Poi il film s’inceppa: lui ha un’altra fidanzata con cui va in un villaggio vacanze italiano del sud (il volgare animatore lo piglia in giro scheccando e coinvolgendolo in un gioco idiota, gli italiani sono stereotipati come rozzi e burini) e a quel punto 5 x 2 vira verso la commedia convenzionale. La scena del tradimento/violenza è criptica e lasciata alla libera interpretazione dello spettatore: l’idea è che manchi una scena che non è stata montata. «Mi interessava che i due personaggi gay portassero avanti un discorso più che la loro sessualità. Ovviamente è possibile trovare un legame tra gli omosessuali del mio film e il PACS francese ma riguarda più la difficoltà del vivere in coppia in un senso più generale» ha dichiarato Ozon, dal viso molto bello, vagamente triangolare, che ricorda l’espressività di Amélie Poulain. «E’ una questione sulla vita a due: ogni coppia è invidiabile. Bisogna chiedersi: chi è più felice? Tutti la cercano in modo uguale. Il mio film tratta di melanconia, ironia e tenerezza». Cioè: fiducia o fedeltà?

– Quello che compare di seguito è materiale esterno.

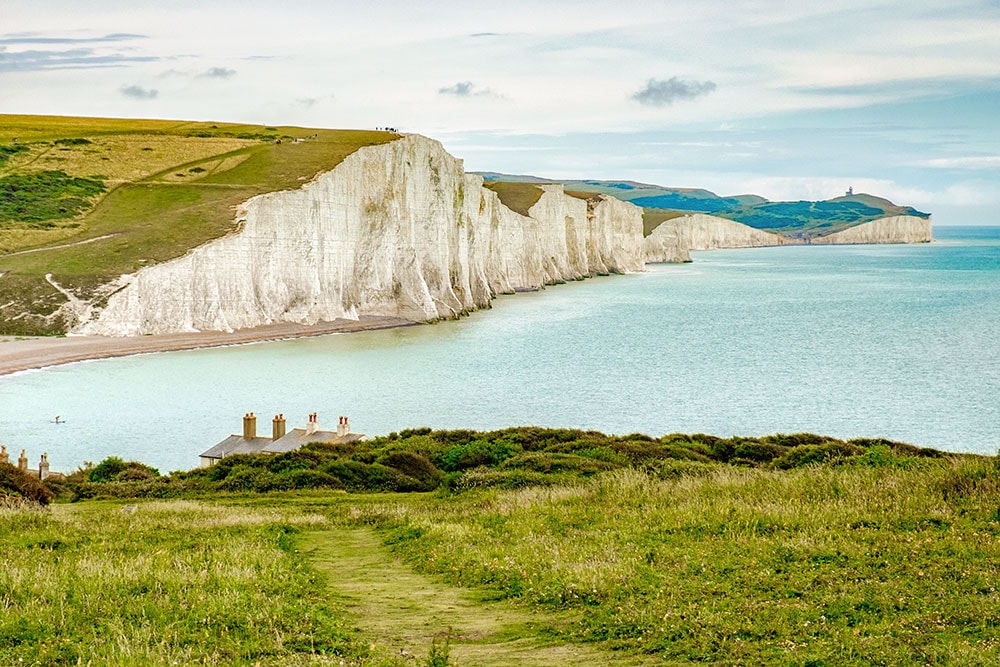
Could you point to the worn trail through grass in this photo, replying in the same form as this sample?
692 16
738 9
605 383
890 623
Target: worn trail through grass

Valeria Bruni-Tedeschi, bella e col fascino protettivo delle madri, sostiene di «aver lavorato sui gesti, gli sguardi, le parole. Essere femminile e lavorare sulla femminilità e l’armonia interiore».

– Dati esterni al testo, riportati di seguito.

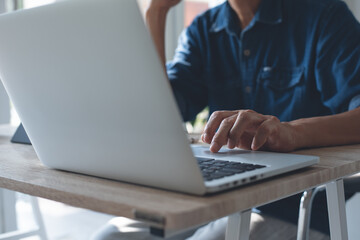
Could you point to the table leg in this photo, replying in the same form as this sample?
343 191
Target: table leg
336 208
238 227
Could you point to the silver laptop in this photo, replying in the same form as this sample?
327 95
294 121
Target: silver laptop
90 90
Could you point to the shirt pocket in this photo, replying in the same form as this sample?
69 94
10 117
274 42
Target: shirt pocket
224 93
280 91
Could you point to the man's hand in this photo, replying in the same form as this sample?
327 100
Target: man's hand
248 130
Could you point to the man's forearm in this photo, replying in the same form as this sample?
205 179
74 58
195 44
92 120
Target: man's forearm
339 129
156 20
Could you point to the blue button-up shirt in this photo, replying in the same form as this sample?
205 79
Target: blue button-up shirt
296 58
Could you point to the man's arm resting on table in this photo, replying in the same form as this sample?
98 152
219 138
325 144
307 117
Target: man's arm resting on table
250 130
156 20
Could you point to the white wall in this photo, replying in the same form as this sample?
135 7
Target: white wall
4 100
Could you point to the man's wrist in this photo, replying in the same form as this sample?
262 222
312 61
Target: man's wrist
302 138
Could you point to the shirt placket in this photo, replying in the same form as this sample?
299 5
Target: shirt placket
245 56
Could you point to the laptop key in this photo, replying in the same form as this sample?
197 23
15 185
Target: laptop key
216 169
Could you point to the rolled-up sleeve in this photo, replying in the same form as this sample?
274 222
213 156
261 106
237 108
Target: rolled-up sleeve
338 59
185 73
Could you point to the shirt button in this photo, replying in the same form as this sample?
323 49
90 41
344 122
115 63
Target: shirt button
248 89
247 52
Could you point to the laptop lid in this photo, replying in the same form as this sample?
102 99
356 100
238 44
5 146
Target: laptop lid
91 92
92 95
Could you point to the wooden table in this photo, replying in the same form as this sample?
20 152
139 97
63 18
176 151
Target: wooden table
20 170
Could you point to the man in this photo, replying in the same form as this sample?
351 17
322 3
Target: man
277 75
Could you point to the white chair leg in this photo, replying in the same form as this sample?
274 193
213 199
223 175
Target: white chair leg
38 218
336 208
306 202
13 234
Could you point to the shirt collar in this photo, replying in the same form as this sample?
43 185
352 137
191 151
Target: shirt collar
269 12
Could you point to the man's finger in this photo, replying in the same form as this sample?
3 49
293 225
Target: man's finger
221 136
263 133
246 121
213 124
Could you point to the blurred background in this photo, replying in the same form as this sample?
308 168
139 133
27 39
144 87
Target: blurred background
64 222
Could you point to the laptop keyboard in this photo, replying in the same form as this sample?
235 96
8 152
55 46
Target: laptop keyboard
216 169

Un bel thriller spettacolare è passato fuori concorso, ‘The Manchurian Candidate‘ di Jonathan Demme su un alto tradimento, quello di una potente senatrice, Eleanor Shaw, interpretata magistralmente da una Meryl Streep superispirata, che pur di far diventare il figlio vicepresidente degli Stati Uniti organizza un diabolico complotto che è semplicemente una strategia psicologica sfruttatrice di un trauma subito dal figlio durante la guerra in Kuwait. La tremenda magiara, glaciale come un iceberg elettronico, tratta tutti come pedine da sistemare in un ideale bersaglio contro cui sparare. Basterà una chiamata di mamma per accendere la miccia. Tra ‘Allucinazione perversa’ di Adrian Lyne e ‘La conversazione’ di Coppola, un potente atto d’accusa contro le trame del potere con squarci ipnotici su una guerra fotografata con un rosso carminio che fa sembrare il Medio Oriente un pianeta da conquistare.
Si è anche visto John Travolta, protagonista di ‘A Love Song for Bobby Long‘ di Shainee Gabel, dramma su un ex professore di letteratura che si insedia in una casa abbandonata. In forma brillante e con aria divertita, ha dichiarato in conferenza stampa che gli piace lavorare molto. «Come attore, però. Produrre e dirigere è un mestiere duro».